1610. Rowlands, Martin Mark-all, 17. Worke is left at home vndone, and loyterers laze in the streete.
1611. Cotgr., Sendormir en sentinello, to laze it when he hath most need to looke about him.
1661. K. W., Conf. Charac., Lawyer (1860), 43. He begins to lag and laze, like a tired jade.
a. 1704. Compl. Servant-Maid (ed. 7), 7. Incline not to sloth, or laze in bed.
1802. Southey, in C. C. Southey, Life, II. 195. I must sleep, and laze, and play whist till bed time.
1868. Lowell, Lett. (1894), I. iv. 453. I had a very pleasant time, sailing, fishing, and lazing about.

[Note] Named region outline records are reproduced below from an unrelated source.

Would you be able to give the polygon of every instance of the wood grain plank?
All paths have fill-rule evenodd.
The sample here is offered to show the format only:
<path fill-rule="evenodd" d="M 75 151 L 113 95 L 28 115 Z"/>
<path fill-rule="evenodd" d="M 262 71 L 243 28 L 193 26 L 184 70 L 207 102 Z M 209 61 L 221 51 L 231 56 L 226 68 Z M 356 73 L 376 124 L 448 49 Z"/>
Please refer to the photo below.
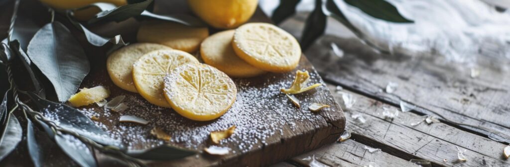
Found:
<path fill-rule="evenodd" d="M 328 84 L 328 87 L 335 91 L 335 86 Z M 382 115 L 384 107 L 391 111 L 400 108 L 348 91 L 342 92 L 352 94 L 356 99 L 354 106 L 346 109 L 345 113 L 348 122 L 346 129 L 353 132 L 352 138 L 357 142 L 380 148 L 402 158 L 425 159 L 438 165 L 510 165 L 510 162 L 502 156 L 505 145 L 442 123 L 428 125 L 423 122 L 413 126 L 411 124 L 424 118 L 411 112 L 399 112 L 398 117 L 392 120 L 385 119 Z M 334 96 L 337 102 L 343 103 L 341 94 L 334 93 Z M 351 118 L 354 114 L 361 114 L 366 122 L 355 120 Z M 456 160 L 456 146 L 468 150 L 465 154 L 468 158 L 467 161 Z M 444 162 L 444 159 L 447 161 Z"/>
<path fill-rule="evenodd" d="M 379 166 L 417 166 L 386 152 L 370 153 L 364 149 L 365 146 L 354 140 L 347 140 L 296 156 L 292 160 L 302 163 L 303 158 L 315 155 L 318 161 L 331 166 L 344 166 L 346 163 L 359 166 L 375 164 Z"/>
<path fill-rule="evenodd" d="M 296 17 L 280 26 L 300 32 L 303 21 Z M 417 112 L 510 141 L 510 73 L 504 67 L 507 61 L 479 57 L 481 74 L 473 78 L 466 65 L 449 62 L 444 56 L 380 54 L 352 38 L 352 33 L 341 25 L 328 25 L 328 32 L 335 32 L 335 36 L 324 36 L 306 52 L 325 80 L 394 105 L 406 101 L 418 106 Z M 332 43 L 343 50 L 343 57 L 331 54 Z M 389 82 L 399 85 L 391 94 L 384 91 Z"/>

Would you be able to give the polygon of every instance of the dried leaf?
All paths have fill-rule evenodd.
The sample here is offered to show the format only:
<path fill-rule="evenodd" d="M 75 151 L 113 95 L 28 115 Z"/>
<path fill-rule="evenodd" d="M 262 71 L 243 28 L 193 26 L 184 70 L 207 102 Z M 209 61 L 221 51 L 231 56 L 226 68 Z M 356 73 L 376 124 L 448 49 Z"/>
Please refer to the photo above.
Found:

1899. Elisabethe Dupuy, in Atlantic Monthly, Aug., 199/2. We lazed along, hardly seeming to move at all.
† b. To laze oneself: to indulge in indolence.
1612. T. Adams, Gallants Burden, 28 b. Hence Beggars lase themselues in the fields of idlenesse.
1620. Shelton, Quix., II. xxii. 146. Lazing himselfe as if he had wakened out of a profound sleep.
1658. Gurnall, Chr. in Arm. (1669), 119/1. In a summers day he lay lazing himself on the grass.
2. quasi-trans. To pass away in indolence.
162777. Feltham, Resolves, II. xxxiv. 228. So the bloudless Tortoise lazeth his life away.
1891. E. Peacock, N. Brendon, II. 420. With the firm determination of lazing away the rest of the day.
Hence Lazing vbl. sb.
a. 1626. W. Sclater, 2 Thess. (1629), 283. The lazing of these loyterers is not numbred amongst mortals.
1672. Petty, Pol. Anat. (1691), 366. Their lazing seems to me to proceed from want of employment.
1880. H. S. Cooper, Coral Lands, II. 309. An hour or so of downright lazing on the heath.